Hataylı çiftçiler, 6 Şubat'ta meydana gelen Kahramanmaraş merkezli depremler sonrasında yaşadıkları kayıplar ve üretimi olumsuz etkileyen durumlar nedeniyle zor günler yaşıyor. Depremlerde ağır yara alan Hatay'da bazı çiftçiler yaşamını yitirdi, yakınlarını ve evlerini kaybedenler oldu. Enkaz altından yaralı çıkarılan ya da deprem sonrası endişeye kapılan kimi çiftçiler de şehri terk etti.
Şehirde kalmaya devam eden çiftçiler ise günlerce tarlalarına gidemedi, elektrik kesintileri dolayısıyla tarlalarını sulayamadı, hasat zamanı gelen marul ve şalgam gibi ürünlerini satamadı. Gübreye de ulaşamayan çiftçiler, işçi bulmakta da zorluk yaşıyor.
"NE OLACAK BİLMİYORUM"
Çiftçilerden Selda Akkaya, tarlada marul, kabak, patlıcan gibi ürünleri bulunduğunu söyledi.

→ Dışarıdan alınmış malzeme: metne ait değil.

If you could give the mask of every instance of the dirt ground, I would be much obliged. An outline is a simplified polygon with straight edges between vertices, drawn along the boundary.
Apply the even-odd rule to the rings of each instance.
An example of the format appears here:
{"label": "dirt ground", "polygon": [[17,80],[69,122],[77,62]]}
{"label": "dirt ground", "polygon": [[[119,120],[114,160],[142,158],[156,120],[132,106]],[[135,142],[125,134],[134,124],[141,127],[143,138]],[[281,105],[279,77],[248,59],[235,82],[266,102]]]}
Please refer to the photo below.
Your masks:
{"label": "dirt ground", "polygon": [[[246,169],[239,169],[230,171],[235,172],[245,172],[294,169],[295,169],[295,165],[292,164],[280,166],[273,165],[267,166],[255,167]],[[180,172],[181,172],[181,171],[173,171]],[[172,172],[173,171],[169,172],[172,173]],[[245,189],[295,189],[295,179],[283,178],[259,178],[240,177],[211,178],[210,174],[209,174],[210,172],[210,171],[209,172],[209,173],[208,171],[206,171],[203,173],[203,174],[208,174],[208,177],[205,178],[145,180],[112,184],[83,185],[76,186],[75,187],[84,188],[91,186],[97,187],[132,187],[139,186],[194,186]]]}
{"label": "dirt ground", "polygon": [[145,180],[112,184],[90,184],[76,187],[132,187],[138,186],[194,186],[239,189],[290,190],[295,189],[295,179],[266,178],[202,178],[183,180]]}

Akkaya, deprem sonrasında yaşadıkları zorluklar ve belirsizlikler nedeniyle zamanı gelmesine rağmen biberleri ekemediklerini belirtti. Akkaya, şöyle konuştu:
"Depremden dolayı ne olacağını bilemiyoruz. Bir belirsizlik içindeyiz. Satabilecek miyiz, ne olacak, bunu bilmiyoruz. Şalgamı satamayınca tarlayı sürmek zorunda kaldık. Marul da aynı durumda. Sebze hali açılamadığı için ürünümüzü satamadık. Birkaç gün içerisinde satamazsak orayı da sürmek zorunda kalacağız. Bu sene domates ekeceğiz, kavun ekecektik. Patatesimiz var ama ne olacak bilmiyorum. Çünkü gübre, ilaç alabilecek yer yok, her yer yıkıldı. Her şey mahvoldu, tepetaklak oldu."
"ÇİFTÇİ DESTEK İSTİYOR"
T24 haberine göre, hasadını yaptıkları ürünleri sebze hali üzerinden sattıklarını anlatan Akkaya, deprem sonrasında halin çalışamadığını ve faaliyetlerinin durduğunu ifade etti.Civar illere destek çağrısında bulunan Selda Akkaya, "Gaziantep'e Adana'ya sesleniyorum. Civardaki iller yardımcı olabilir, buradaki malları satın alabilir. Bize yardım etsinler." dedi. Akkaya, tarım yapabilmekte zorlandıklarına işaret ederek, şunları kaydetti: "Gübre, ilaç, maddi destek lazım. İşçi de bulamıyoruz, çok sıkıntı. Şu anda Suriyeliler çalışıyor. Bizimkilerden kimse kalmadı, herkes gitti. Çoğu fideleri bıraktı gitti, ekmediler. Biz bırakamıyoruz. Nereye gideceğiz ki? Yılın geri kalanı için de bir planımız yok. Her şeyi akışına bıraktık artık. Ne olacak bilmiyorum. Yaklaşık 20 dönüm çileğimiz var. Budaması yapılıyor, 20 güne kadar yetişecek. Gereken bakım yapılırsa, en az 50 ton çilek çıkar. Bu çileği ne yapacağımızı inanın bilmiyorum. Yardım etsinler istiyorum. Yetiştirdiğimiz bu çilekleri, sebzeleri alsınlar, elimizde kalmasın. Üretmeye devam edelim, bu şehri kalkındıralım."